Hard and Difficult

From “Sermon 96” (ca. 400)

“If any would come after me, let them deny themselves, take up their cross and follow me.” The Lord’s command seems hard and difficult. And yet it is not hard and difficult given that it is the command of him who helps us in carrying out what he commands.

What was spoken to him in the voice of the psalmist is true: “Because of your command I have followed the hard road.” But true, also, are Christ’s own words: “My yoke is easy and my burden is light.” Or to put it another way, whatever is hard in the precept is made easy by love.

But what is the meaning of the words: “take up the cross”? It means we should bear whatever is troublesome; on that understanding alone can a person follow Christ.
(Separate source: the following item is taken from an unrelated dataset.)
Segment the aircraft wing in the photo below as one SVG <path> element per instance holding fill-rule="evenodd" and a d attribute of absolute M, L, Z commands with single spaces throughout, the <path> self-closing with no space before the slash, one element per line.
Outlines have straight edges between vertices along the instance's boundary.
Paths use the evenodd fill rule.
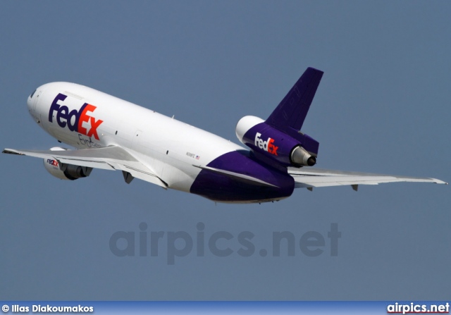
<path fill-rule="evenodd" d="M 295 168 L 289 167 L 288 173 L 295 179 L 295 188 L 304 187 L 309 190 L 311 190 L 314 187 L 349 185 L 352 187 L 354 190 L 357 191 L 359 185 L 378 185 L 384 183 L 395 182 L 424 182 L 447 185 L 447 183 L 435 178 L 397 176 L 312 168 Z"/>
<path fill-rule="evenodd" d="M 168 185 L 147 166 L 121 147 L 83 149 L 80 150 L 16 150 L 5 149 L 3 153 L 26 155 L 41 159 L 53 159 L 59 163 L 80 166 L 121 170 L 142 180 L 158 185 L 165 189 Z"/>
For when we begin to follow Christ in his character and teaching, we will encounter many who will contradict us, many who will try to forbid us, man who will seek actively to dissuade us from following Christ. Remember, the people who tried to prevent the blind man from calling out to Jesus were the same people who walked at Christ’s side. Whether, therefore, it is a matter of threats or flattery or prohibitions, if you wish to follow Christ, turn to the cross, endure, bear up, and refuse to give in.
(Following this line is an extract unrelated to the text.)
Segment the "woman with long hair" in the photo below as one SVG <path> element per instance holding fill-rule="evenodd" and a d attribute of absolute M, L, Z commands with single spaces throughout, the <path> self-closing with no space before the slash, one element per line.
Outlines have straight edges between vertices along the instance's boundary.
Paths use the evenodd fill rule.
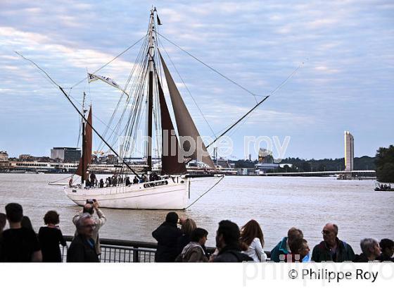
<path fill-rule="evenodd" d="M 265 262 L 267 254 L 262 250 L 264 235 L 259 223 L 250 220 L 241 228 L 241 247 L 255 262 Z"/>
<path fill-rule="evenodd" d="M 181 230 L 182 231 L 182 235 L 178 238 L 177 240 L 177 254 L 181 254 L 184 246 L 190 242 L 190 237 L 191 235 L 191 232 L 197 228 L 196 222 L 190 218 L 188 219 L 180 219 L 179 222 L 181 223 Z"/>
It is in this world which is holy, good, reconciled, saved — or rather in the process of being saved, at the moment only saved in hope, as Scripture says: “in this hope were we saved” — in this world in which the Church tries to follow Christ in totality, Jesus calls out to people everywhere: “If any would come after me, let them deny themselves.”

St. Augustine (354-430) was a theologian and philosopher who served as Bishop of Hippo Regius in North Africa. He was a voluminous author, whose writings about God’s grace, the Sacraments, and the Church have been profoundly influential in the development of Western Christianity. His feast day is August 26.